Братья оберегали его и дома. Иной раз даже сами того не желая. Хотя отец был, что называется, строг, но справедлив, однако и ему случалось вымещать дурное настроение на ближних. В таких случаях гроза обрушивалась на старших. Но они никогда не роптали, понимая, что молния целит в большие деревья и щадит маленькие. К тому же Франц был настолько мил и простодушен, что на него невозможно было роптать или сердиться. Если, бывало, что и случится неприятное, он тихо вздохнет и улыбнется своими серыми, ясными, чуть прищуренными глазами, еще сильнее сощурит их и снова улыбнется, да так широко, что глаза совсем скроются в узких щелках, а на пухлых розовых щеках заиграют ямочки.
И все тоже заулыбаются. Благодушно и весело. Даже строгий отец.
А когда у малыша появились обязанности, братья дружно и добровольно помогали исполнять их.
Обязанности пришли к Францу довольно рано. На пятом году жизни, когда отец начал готовить его к начальной школе.

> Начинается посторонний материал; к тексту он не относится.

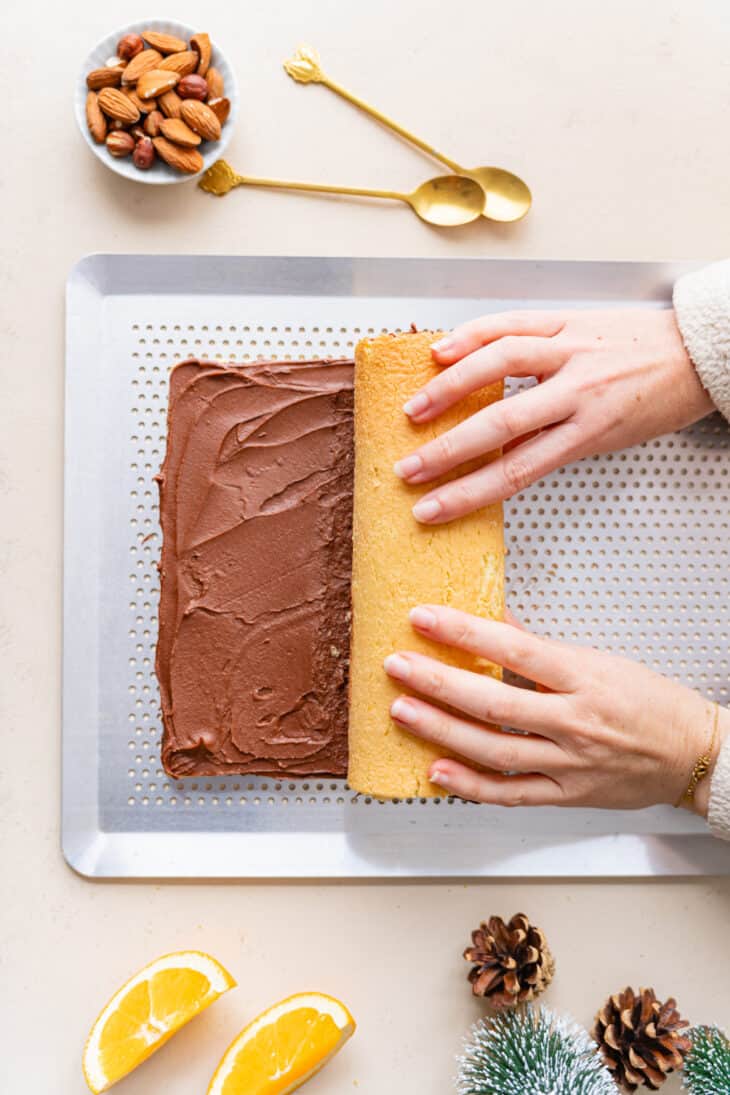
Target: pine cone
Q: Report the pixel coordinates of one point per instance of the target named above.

И старшие братья помогали младшему лучше и быстрее уразуметь премудрость азбуки, складов, счета.
Мальчик был смышленым. Он постигал науки играючи. Так что отцу пожаловаться было не на что. И когда малышу минуло пять лет, отец определил его в школу.
Здесь маленький Шуберт, так же как его старшие братья, стал первым учеником. Иначе и быть не могло. Франц Теодор ни с чем другим не примирился бы. Тут дело было даже не в амбиции, хотя Францу Теодору ее хватало с избытком. Дело тут заключалось совсем в другом. Дети учителя обязаны всегда и во всем, особенно в ученье, подавать пример остальным. Что скажут об учителе, чьи сыновья учатся плохо? Что он из рук вон плохой учитель. И не только скажут, но и отошлют своих детей в другие школы, к другим учителям. А ведь плата поступает с каждого ученика, по гульдену с ребенка ежемесячно.
Ни Франц, ни старшие братья не срамили отца. Напротив, множили его педагогическую славу.
В доме Шубертов часто звучала музыка. Не потому, что без нее не могли жить, – ни отец, ни старшие сыновья не принадлежали к той необычной разновидности людей, для кого музыка то же самое, что пища, вода или воздух, кто без музыки не мыслит своего существования. Она звучала здесь потому, что музыка в Австрии к этому времени прочно вошла в народный быт. Шагнув из аристократических дворцов в невзрачные домишки предместий, она из привилегии знати стала достоянием всех. В связи с этим обязанности учителя начальной школы расширились. Он должен был не только обучать общеобразовательным предметам, но и знакомить с азами музыкальной грамоты. А так как Франц Теодор видел будущее сыновей в своем настоящем и не прочил им никакой другой карьеры, кроме карьеры учителя, то он обучал с малых лет своих детей музыке. Оттого Фердинанд с детства вполне сносно играл на струнных инструментах, а Игнац недурно владел и фортепьяно.
Не минула чаша сия и маленького Франца. Отец решил, что пришло время приобщить к музыке и его.
Человек, совершая первый шаг, далеко не всегда ведает, куда в конце концов придет. Чаще всего то, что ныне кажется единственно верным, много лет спустя оборачивается ошибкой. Шаги наши в жизни необратимы. В этом наша беда, а вероятнее всего, и наше благо.
Расчетливый и предусмотрительный Франц Теодор, начиная обучать своего семилетнего сынишку музыке, все рассчитал и все предусмотрел. Не рассчитал и не предусмотрел он лишь одного – конечного результата. Того, к чему все это приведет. Как его самого, так и сына.